Systemd execute command after start limit reached

systemd

I've been working on a systemd service to wrap an administration script and I'm trying to gracefully handle it completely breaking.

Right now I have Restart set to always so it will try again when something fails, but some failure states require attention (missing config file, bad SQL, etc), so I don't want it continuously spinning in the background in an uncorrectable state.

I found StartLimitInterval, StartLimitBurst, and StartLimitAction, which stops trying to restart it after X failures in Y seconds, but it turns out that the only actions available for StartLimitAction are rebooting or shutting down the machine, which is a little overkill.

I've been looking at OnFailure and wrote a mini service to send an alert email when it's triggered, but OnFailure triggers every time the service dies, not when it hits the start limit, so we get a bunch of emails instead of just one.

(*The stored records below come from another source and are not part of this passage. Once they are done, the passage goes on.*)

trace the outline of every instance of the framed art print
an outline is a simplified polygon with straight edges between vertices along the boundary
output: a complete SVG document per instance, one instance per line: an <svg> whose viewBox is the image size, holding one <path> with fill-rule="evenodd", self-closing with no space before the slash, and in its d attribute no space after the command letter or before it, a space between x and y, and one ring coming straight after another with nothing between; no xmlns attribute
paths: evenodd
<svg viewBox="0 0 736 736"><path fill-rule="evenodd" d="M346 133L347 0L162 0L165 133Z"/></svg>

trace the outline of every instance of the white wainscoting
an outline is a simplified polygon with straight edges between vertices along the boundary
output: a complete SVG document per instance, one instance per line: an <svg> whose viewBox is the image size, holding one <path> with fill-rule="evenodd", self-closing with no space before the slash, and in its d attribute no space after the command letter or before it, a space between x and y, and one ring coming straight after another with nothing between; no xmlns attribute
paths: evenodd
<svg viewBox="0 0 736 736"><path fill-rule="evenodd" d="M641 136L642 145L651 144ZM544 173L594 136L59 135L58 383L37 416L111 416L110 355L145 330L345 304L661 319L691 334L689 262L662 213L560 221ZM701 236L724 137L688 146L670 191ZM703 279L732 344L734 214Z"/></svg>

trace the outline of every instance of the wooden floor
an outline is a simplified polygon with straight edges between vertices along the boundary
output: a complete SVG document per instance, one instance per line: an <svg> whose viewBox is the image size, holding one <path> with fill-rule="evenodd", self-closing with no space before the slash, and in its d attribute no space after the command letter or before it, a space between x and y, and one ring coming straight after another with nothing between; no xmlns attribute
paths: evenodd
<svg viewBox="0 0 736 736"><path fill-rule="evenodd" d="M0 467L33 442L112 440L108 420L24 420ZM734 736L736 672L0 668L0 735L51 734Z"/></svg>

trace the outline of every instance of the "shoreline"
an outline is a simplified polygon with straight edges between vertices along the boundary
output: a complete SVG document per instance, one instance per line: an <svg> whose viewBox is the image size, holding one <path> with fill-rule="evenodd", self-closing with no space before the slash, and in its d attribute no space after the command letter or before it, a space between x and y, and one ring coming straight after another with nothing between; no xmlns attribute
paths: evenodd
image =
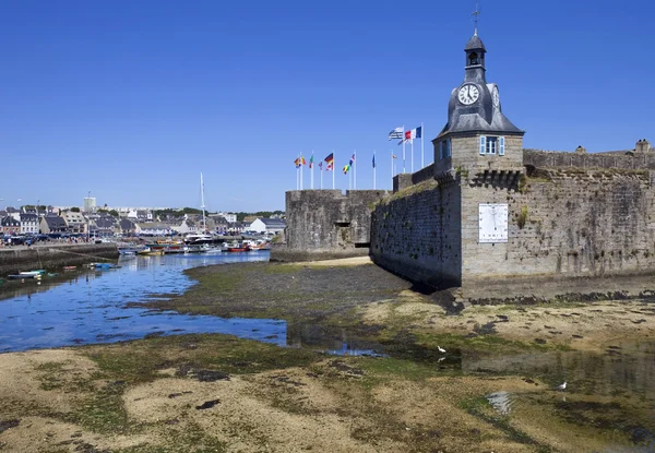
<svg viewBox="0 0 655 453"><path fill-rule="evenodd" d="M562 403L552 391L560 375L511 366L480 371L522 357L575 362L571 354L611 362L620 356L607 345L618 354L618 339L653 341L648 301L472 305L453 314L434 295L361 258L186 274L196 284L183 295L140 306L285 319L307 341L347 332L380 343L389 356L329 356L311 344L277 347L222 334L0 354L0 451L577 453L608 444L602 428L575 420L655 428L647 400L590 394L568 378ZM499 414L487 400L498 392L529 404Z"/></svg>

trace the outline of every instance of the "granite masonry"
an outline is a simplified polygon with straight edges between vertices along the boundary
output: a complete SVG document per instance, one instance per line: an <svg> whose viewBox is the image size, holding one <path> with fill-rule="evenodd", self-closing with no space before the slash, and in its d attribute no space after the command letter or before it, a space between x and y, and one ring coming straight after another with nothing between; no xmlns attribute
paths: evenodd
<svg viewBox="0 0 655 453"><path fill-rule="evenodd" d="M384 190L295 190L286 193L287 227L271 250L273 261L366 255L371 212Z"/></svg>
<svg viewBox="0 0 655 453"><path fill-rule="evenodd" d="M287 192L287 257L369 252L461 299L509 283L655 273L655 152L524 150L487 83L481 39L432 140L434 164L381 191ZM373 205L374 204L374 205ZM371 208L371 205L373 208ZM372 211L372 212L371 212Z"/></svg>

Any ideas of what to try next?

Best Answer

From the systemd.unit man page:

OnFailure=

A space-separated list of one or more units that are activated when this unit enters the "failed" state. A service unit using Restart= enters the failed state only after the start limits are reached.

However the second sentence appears to be a new constraint, as it is in the manual for version 241 of systemd on my Arch installations, but not in version 219 on my CentOS 7 installation.

You can check your systemd version with systemctl --version

I know it's an old question but just wanted to share for anyone else who has the same problem.